Operation Crossbow - V-2 Countermeasures

V-2 Countermeasures

The Bodyline Scientific Committee (19 members, including Duncan Sandys, Edward Victor Appleton, John Cockcroft, Robert Watson-Watt) was formed in September 1943 regarding the suspected V-2 rocket, and after the 1944 crash of a test V-2 in Sweden, "transmitters to jam the guidance system of the rocket" were prepared. A British sound-ranging system provided "trajectory from which the general launching area could be determined," and the microphone(s) in East Kent reported the times of the first V-2 strikes on September 8, 1944: 18:40:52 and 18:41:08. On March 21, 1945, the plan for the "Engagement of Long Range Rockets with AA Gunfire" which called for anti-aircraft units to fire into a radar-predicted airspace to intercept the V-2 was ready, but the plan was not used due to the danger of shells falling on Greater London.
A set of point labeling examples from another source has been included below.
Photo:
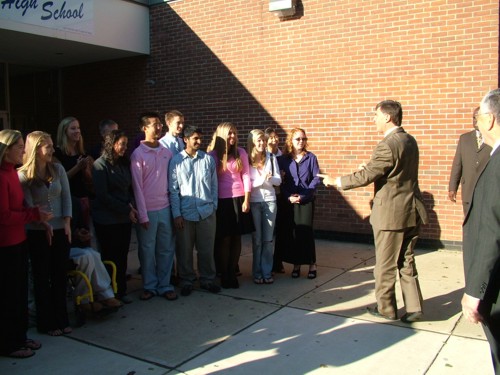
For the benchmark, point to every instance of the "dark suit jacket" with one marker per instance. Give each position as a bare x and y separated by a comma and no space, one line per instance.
393,168
481,246
468,163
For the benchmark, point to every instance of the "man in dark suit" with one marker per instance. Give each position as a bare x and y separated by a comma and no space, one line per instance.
397,212
471,157
481,246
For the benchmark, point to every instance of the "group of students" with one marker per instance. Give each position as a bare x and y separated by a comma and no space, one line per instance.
178,197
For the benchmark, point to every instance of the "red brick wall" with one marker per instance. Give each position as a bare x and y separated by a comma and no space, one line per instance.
324,71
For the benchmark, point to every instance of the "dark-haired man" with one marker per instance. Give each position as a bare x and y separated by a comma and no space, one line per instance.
193,196
481,229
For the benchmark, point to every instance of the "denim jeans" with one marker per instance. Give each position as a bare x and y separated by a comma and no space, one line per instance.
156,251
264,217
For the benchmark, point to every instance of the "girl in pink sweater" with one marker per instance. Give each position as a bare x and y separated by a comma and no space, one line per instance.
233,211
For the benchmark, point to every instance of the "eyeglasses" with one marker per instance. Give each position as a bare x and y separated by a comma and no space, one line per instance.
157,125
476,116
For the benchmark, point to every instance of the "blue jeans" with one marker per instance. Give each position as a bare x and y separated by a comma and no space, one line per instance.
156,251
264,217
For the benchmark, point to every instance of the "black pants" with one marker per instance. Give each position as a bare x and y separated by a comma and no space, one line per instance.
49,264
14,292
114,243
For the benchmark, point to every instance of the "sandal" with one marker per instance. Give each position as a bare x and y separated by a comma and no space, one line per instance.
111,303
146,295
55,332
312,273
32,344
170,295
21,353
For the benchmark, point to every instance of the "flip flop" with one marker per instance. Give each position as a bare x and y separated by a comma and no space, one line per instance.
22,353
32,344
146,295
170,295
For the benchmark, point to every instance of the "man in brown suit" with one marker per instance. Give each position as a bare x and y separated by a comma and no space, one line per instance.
397,212
471,157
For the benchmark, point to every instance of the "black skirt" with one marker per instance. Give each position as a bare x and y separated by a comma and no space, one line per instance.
294,233
231,220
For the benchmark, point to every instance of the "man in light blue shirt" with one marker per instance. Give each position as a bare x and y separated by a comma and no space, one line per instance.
193,199
172,140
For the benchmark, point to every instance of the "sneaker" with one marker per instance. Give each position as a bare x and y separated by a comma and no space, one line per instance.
90,308
126,299
212,288
186,290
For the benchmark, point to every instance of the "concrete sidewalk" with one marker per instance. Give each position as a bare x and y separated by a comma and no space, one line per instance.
295,326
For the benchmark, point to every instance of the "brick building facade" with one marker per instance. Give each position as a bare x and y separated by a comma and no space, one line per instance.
323,70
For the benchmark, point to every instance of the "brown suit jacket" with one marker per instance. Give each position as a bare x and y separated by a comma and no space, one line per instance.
393,168
468,163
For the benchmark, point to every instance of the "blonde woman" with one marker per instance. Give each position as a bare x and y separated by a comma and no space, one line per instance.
294,234
13,250
45,184
233,210
78,165
264,175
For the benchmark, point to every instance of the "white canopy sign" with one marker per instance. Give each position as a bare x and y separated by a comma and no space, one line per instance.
69,15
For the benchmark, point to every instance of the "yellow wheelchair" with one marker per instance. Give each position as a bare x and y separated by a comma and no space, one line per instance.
73,274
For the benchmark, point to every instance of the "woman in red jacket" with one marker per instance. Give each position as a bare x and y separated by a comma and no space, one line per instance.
13,250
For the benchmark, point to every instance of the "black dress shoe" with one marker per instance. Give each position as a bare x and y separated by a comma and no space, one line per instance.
212,288
412,317
374,311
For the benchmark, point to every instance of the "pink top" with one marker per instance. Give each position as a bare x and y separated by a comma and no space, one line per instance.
231,182
13,213
149,167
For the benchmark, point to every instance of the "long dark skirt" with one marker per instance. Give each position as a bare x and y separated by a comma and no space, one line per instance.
231,220
294,233
14,291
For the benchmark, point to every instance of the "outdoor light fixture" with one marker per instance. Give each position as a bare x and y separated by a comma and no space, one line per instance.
283,8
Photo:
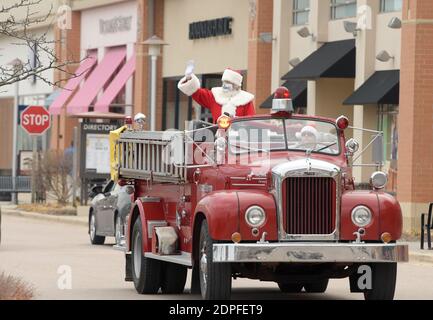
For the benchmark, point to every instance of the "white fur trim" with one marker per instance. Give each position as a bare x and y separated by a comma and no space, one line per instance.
241,99
190,87
233,77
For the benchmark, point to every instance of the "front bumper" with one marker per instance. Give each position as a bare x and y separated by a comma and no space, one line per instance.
310,253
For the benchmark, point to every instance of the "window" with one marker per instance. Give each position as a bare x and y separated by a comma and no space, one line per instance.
301,11
341,9
390,5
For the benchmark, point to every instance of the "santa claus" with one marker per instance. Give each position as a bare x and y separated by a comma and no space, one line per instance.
228,99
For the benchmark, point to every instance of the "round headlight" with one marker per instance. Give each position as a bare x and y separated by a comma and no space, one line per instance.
378,180
255,216
361,216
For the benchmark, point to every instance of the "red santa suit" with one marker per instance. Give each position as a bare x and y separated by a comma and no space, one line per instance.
239,103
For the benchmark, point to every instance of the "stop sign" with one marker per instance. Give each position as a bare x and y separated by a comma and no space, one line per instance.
35,120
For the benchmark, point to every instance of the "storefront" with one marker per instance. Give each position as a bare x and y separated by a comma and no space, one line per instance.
212,34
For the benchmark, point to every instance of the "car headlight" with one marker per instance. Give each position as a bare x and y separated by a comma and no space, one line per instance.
378,180
255,216
361,216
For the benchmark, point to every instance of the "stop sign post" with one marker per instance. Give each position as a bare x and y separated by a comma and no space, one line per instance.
35,120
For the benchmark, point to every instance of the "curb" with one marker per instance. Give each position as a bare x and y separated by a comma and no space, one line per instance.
38,216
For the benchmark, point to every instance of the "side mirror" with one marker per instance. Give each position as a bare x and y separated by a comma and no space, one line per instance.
220,150
352,146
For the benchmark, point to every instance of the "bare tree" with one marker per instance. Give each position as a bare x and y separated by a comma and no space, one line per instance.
20,31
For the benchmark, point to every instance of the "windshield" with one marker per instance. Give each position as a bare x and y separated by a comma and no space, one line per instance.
266,135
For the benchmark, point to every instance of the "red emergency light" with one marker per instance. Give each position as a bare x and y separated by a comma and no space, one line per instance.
342,122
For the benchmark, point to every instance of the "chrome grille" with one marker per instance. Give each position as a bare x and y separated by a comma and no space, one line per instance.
309,205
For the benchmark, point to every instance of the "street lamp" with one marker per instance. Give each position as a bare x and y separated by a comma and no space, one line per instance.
17,66
155,44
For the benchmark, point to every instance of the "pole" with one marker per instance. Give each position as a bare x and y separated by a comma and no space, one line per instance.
34,167
153,95
75,167
14,144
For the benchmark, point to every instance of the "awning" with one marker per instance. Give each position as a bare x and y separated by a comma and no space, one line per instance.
116,85
383,87
332,60
298,89
96,80
84,68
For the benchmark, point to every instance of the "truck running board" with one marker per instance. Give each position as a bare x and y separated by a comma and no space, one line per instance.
184,258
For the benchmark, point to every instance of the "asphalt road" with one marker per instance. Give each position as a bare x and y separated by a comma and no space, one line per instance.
44,253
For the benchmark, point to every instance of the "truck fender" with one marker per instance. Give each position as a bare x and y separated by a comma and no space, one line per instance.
221,210
148,210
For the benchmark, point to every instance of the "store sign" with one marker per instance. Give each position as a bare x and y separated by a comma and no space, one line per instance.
117,24
210,28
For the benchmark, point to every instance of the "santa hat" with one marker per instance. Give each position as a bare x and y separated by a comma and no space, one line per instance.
232,76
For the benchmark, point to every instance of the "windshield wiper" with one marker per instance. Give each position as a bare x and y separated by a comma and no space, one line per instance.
250,148
325,147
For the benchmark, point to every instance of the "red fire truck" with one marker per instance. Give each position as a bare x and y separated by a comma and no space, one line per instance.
268,197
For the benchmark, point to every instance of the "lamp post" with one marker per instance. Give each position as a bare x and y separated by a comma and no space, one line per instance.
17,65
155,44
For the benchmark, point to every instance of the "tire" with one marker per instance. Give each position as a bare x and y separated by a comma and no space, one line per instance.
118,230
290,287
215,278
174,278
384,278
146,273
94,239
317,286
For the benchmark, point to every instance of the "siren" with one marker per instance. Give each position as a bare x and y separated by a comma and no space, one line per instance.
282,102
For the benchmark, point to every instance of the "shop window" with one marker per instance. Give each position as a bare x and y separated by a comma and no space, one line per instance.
301,12
341,9
391,5
388,123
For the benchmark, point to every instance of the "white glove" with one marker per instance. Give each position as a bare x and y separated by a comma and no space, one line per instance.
189,69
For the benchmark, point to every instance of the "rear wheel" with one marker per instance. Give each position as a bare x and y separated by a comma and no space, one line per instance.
146,273
215,278
173,279
384,278
290,287
317,286
94,238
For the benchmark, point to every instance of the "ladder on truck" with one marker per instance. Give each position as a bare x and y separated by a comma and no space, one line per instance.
152,156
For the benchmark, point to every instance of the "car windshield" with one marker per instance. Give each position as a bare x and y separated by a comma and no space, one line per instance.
266,135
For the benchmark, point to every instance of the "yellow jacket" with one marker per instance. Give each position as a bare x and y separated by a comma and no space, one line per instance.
114,156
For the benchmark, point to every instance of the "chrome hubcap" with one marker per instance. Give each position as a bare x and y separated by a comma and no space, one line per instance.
137,255
92,227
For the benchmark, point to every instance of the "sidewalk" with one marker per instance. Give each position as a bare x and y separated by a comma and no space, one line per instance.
11,210
416,255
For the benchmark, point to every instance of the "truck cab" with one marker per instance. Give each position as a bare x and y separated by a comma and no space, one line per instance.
268,197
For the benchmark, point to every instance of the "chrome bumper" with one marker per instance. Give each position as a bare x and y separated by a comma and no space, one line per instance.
310,252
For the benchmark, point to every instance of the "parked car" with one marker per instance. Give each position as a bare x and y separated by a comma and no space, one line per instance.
109,208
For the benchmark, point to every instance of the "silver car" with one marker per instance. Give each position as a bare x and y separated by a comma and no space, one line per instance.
108,213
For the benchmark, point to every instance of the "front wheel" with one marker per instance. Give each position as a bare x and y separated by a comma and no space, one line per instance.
94,238
173,279
146,273
215,278
383,282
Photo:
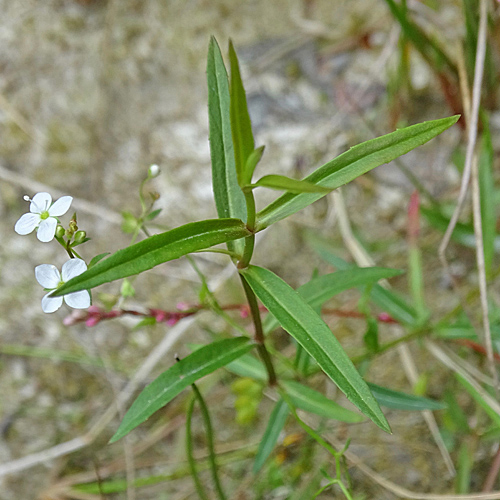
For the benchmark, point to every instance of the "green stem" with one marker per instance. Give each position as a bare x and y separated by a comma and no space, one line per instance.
210,441
189,451
259,331
249,240
309,430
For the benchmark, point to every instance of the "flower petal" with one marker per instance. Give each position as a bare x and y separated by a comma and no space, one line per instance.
26,223
40,203
61,206
78,300
72,268
48,276
51,304
47,229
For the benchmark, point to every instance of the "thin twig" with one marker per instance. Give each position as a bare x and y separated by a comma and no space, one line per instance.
483,289
472,132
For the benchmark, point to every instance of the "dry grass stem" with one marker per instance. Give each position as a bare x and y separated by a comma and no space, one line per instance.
364,260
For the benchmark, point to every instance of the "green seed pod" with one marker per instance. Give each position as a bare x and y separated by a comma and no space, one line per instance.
80,236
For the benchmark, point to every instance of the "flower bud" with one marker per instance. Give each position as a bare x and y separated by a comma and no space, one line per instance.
154,171
80,236
60,232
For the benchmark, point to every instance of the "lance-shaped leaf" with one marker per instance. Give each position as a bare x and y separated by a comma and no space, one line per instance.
301,321
387,300
156,250
179,376
229,198
252,162
283,183
402,401
241,127
308,399
353,163
317,291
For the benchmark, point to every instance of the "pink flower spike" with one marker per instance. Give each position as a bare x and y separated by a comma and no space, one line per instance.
92,321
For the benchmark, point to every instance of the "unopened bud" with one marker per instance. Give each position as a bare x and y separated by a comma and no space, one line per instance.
154,171
80,236
60,232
Happenstance instances of Allied aircraft engaging launched V-2 rockets include the following:

  • on February 14, 1945, a No. 602 Squadron RAF Spitfire wingman fired at a V-2 just after launch
  • on October 29, 1944, Lieutenants Donald A. Schultz and Charles M. Crane in a P-38 Lightning attempted to photograph a launched V-2 above the trees near the River Rhine,
  • on January 1, 1945, a 4th Fighter Group pilot aloft over the northern flightpath for attacking elements of five German fighter wings on Unternehmen Bodenplatte that day, observed a Big Ben "act up for firing near Lochem ... the rocket was immediately tilted from 85 deg. to 30 deg",
  • a B-24 Liberator of the 34th Bombardment Group over the Low Countries at ~10,000 feet saw a rocket climb through the formation like "a telephone pole with fire squirting from out of its tail. ...a left waist gunner in our squadron let fly a burst and down it went". The unit painted a V-2 on the B-24 such as one would mark a downed enemy aircraft.

After the last combat V-2 launch on March 27, 1945, the British discontinued their use of radar in the defence region to detect V-2 launches on April 13.